The authors of these books in other words are totally unable to pin down what makes humans special and different from animals because they are deficient in precisely that quality. They possess limited and deficient minds by my standards.

That is why they talk about "reasoning" rather than introspection and consciousness. Because they don't possess a sufficiently large mind to support introspection and consciousness. And of course, these authors being pathetic gutless wretches, they shy away from talking about the qualities which they don't possess.

Why talk about your own inadequacies, right? Hmm, perhaps because it will be edifying to others, because it educates others, and because it's the fucking truth! But no, these wretches care only about salving their own egos. They don't care about the truth at all.

That's why this book was created. They construed the trend towards animalism as an attack on their egos. Not an attack on the truth, but an attack on their egos. And so they counter-attacked. Is there anything more despicable than this egotistical self-concern?

So, my opinion of Death From A Distance is it's worth less than nothing.

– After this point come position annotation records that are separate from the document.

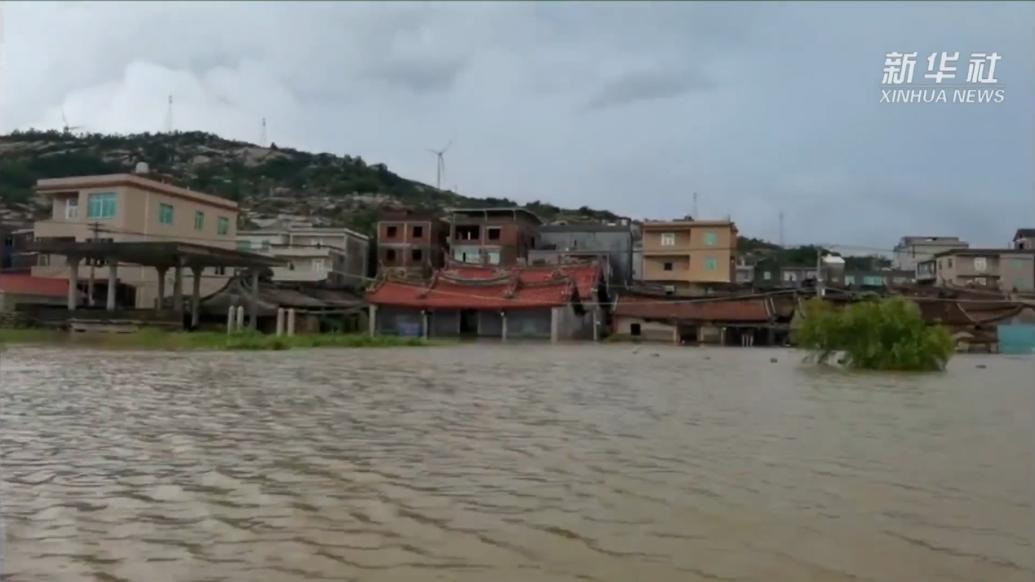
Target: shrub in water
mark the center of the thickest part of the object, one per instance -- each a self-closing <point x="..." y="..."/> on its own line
<point x="874" y="335"/>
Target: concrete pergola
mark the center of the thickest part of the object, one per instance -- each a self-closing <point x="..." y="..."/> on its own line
<point x="160" y="255"/>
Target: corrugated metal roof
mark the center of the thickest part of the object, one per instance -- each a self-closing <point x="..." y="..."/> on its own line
<point x="484" y="288"/>
<point x="745" y="310"/>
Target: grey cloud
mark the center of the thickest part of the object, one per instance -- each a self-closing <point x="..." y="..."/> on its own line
<point x="647" y="85"/>
<point x="760" y="107"/>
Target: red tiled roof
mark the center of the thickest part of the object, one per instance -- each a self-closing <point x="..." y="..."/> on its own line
<point x="752" y="309"/>
<point x="486" y="288"/>
<point x="28" y="285"/>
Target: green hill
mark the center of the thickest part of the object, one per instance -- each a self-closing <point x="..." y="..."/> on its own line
<point x="332" y="190"/>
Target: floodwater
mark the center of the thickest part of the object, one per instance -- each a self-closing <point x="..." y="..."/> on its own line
<point x="493" y="463"/>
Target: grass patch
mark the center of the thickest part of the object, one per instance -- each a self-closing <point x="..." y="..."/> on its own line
<point x="158" y="340"/>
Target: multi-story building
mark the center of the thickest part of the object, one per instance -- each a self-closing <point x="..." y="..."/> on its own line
<point x="611" y="244"/>
<point x="1024" y="239"/>
<point x="127" y="208"/>
<point x="332" y="256"/>
<point x="911" y="250"/>
<point x="1004" y="269"/>
<point x="411" y="244"/>
<point x="492" y="236"/>
<point x="689" y="255"/>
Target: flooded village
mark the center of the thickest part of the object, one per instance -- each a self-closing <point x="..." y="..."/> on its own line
<point x="615" y="418"/>
<point x="125" y="252"/>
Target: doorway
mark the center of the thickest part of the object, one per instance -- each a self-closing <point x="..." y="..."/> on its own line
<point x="468" y="322"/>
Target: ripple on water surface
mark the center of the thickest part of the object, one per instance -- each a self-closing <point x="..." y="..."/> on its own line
<point x="521" y="463"/>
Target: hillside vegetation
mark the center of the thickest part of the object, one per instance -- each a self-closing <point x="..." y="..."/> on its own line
<point x="267" y="181"/>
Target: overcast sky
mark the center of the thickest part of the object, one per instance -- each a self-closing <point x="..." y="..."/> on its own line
<point x="758" y="107"/>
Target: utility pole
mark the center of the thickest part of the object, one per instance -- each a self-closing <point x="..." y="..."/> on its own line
<point x="820" y="291"/>
<point x="93" y="267"/>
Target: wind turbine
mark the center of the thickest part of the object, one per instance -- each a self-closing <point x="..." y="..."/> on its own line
<point x="66" y="127"/>
<point x="440" y="168"/>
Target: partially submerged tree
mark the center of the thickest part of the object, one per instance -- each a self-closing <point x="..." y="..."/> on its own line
<point x="874" y="335"/>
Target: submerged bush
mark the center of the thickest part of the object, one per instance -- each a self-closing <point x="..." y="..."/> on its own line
<point x="877" y="335"/>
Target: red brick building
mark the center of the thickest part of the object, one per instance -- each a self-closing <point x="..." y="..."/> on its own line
<point x="492" y="236"/>
<point x="556" y="302"/>
<point x="411" y="244"/>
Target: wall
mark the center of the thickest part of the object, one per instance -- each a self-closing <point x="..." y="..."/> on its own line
<point x="529" y="323"/>
<point x="394" y="321"/>
<point x="444" y="323"/>
<point x="1017" y="272"/>
<point x="616" y="243"/>
<point x="649" y="330"/>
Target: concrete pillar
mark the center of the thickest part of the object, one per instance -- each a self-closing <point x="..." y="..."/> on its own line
<point x="72" y="283"/>
<point x="196" y="272"/>
<point x="254" y="301"/>
<point x="90" y="284"/>
<point x="113" y="281"/>
<point x="161" y="287"/>
<point x="178" y="289"/>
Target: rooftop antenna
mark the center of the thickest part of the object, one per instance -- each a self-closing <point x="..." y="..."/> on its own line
<point x="65" y="127"/>
<point x="169" y="116"/>
<point x="440" y="168"/>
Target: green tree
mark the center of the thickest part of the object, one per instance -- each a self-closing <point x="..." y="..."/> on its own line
<point x="874" y="335"/>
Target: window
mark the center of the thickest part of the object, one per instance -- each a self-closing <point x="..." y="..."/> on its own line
<point x="71" y="209"/>
<point x="100" y="205"/>
<point x="165" y="213"/>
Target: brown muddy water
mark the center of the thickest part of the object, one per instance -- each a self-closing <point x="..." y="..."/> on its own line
<point x="492" y="463"/>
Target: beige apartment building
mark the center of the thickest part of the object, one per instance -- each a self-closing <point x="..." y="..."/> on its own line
<point x="689" y="255"/>
<point x="1003" y="269"/>
<point x="126" y="208"/>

Literally, zero minus the value of whatever time you put into it.

If you like biology, I highly recommend In The Blink Of An Eye. It's about the Cambrian Explosion. Not about humanity but at least it's insightful and probably true, rather than puerile, superficial and almost certainly false.

Richard Kulisz said...

The claim that evolution has something to do with humanity and human specialness is risible and ludicrous.

The claim that

# Death from a Distance comprehensively unifies what it means to be human

is deeply offensive. As even today there is no such unification even remotely possible. What with humanity being heterogeneous and there being at least four entirely separate "human experience"s.

The minds of logical people are not anything like the minds of creative people. And neither are anything like the stultified minds of magical thinkers. And none of those are anything like the sublime minds of analytic-synthetics.

The analytic-synthetic category encompasses freethinkers, iconoclasts and Angels.

There is no species called "humanity". Analytic-synthetics do not breed with the lesser species (logicals and creatives) by choice. They breed with them only due to extreme sexual frustration. The same way a wolf will breed with a dog or a fox, or a lion will breed with a tiger.

There are FOUR humanities. And they mostly despise each other. The lower ones despise their superiors for being superior and showing up their own inadequacies (ie, jealousy). And the higher ones despise their inferiors for masquerading as their equals (ie, blatant lying).